Économie
Afrique : Quels impacts des taxes américaines sur les transferts de fonds à l’étranger ?
La taxe concerne aussi bien les migrants en situation illégale que ceux disposant des statuts légaux divers. Les pays africains qui seraient les plus touchés par la nouvelle mesure fiscale sont ceux qui reçoivent des envois de fonds significatifs depuis les USA comme le Nigeria, l’Egypte et le Kenya.
La proposition de législateurs américains visant à imposer une taxe de 5% sur les transferts de fonds effectués par les particuliers à l’étranger risque d’avoir des conséquences négatives sur l’Afrique, qui reçoit chaque année environ 13 milliards de dollars des migrants installés aux Etats-Unis, ainsi que sur les start-up africaines spécialisées dans cette activité.
Cette taxe fait partie d’un projet de loi plus vaste sur les réductions d’impôts et les coupes budgétaires, connu sous l’appellation de « The Big and Beautiful Bill ».

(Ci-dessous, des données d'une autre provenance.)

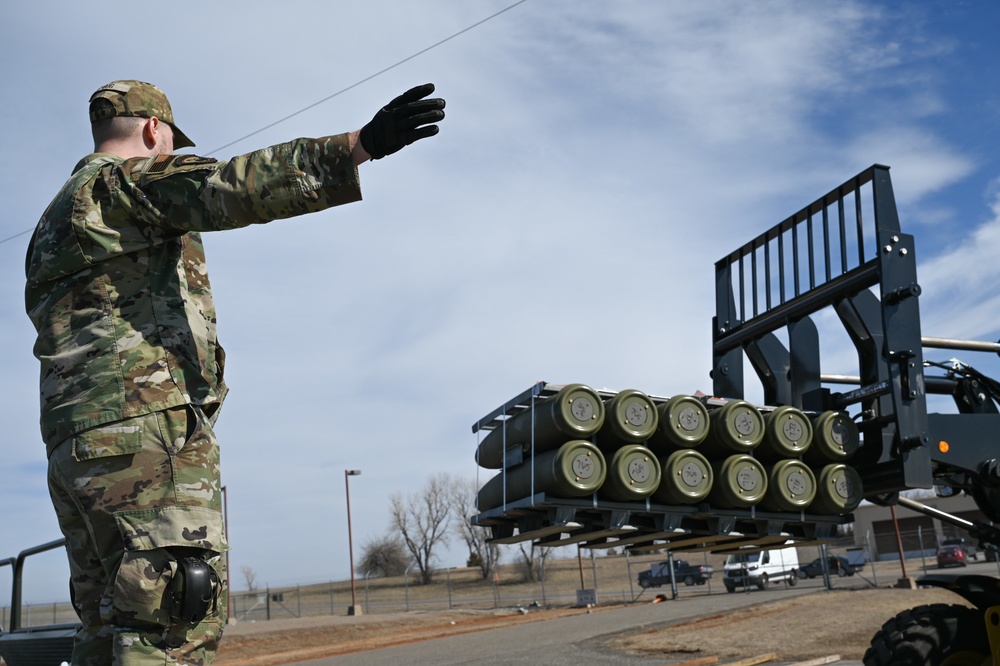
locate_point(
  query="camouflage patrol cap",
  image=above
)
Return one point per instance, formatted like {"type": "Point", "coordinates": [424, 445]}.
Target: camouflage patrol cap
{"type": "Point", "coordinates": [135, 99]}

Adopté le jeudi 22 mai par la Chambre des représentants, le texte voulu par le président Donald Trump sera désormais soumis au Sénat. Il doit, en somme, permettre au locataire de la Maison Blanche de concrétiser certaines promesses de sa campagne électorale, dont l’extension des gigantesques crédits d’impôt datant de son premier mandat.
Selon les analyses, une prolongation de ces crédits impôt pourrait accroître le déficit de l’Etat fédéral de 2000 milliards à 4000 milliards de dollars sur la prochaine décennie.
Pour compenser une partie de ce creusement du déficit, les républicains ont prévu non seulement d’importantes coupes dans certaines dépenses publiques comme l’assurance santé « Medicaid » et le programme public d’aide alimentaire « Snap », mais aussi une taxe de 5% sur les transferts d’argent effectués par des particuliers à l’étranger. Les citoyens américains ne seront pas concernés par cette taxe, qui touchera uniquement les 46 millions de travailleurs migrants installés aux Etats-Unis.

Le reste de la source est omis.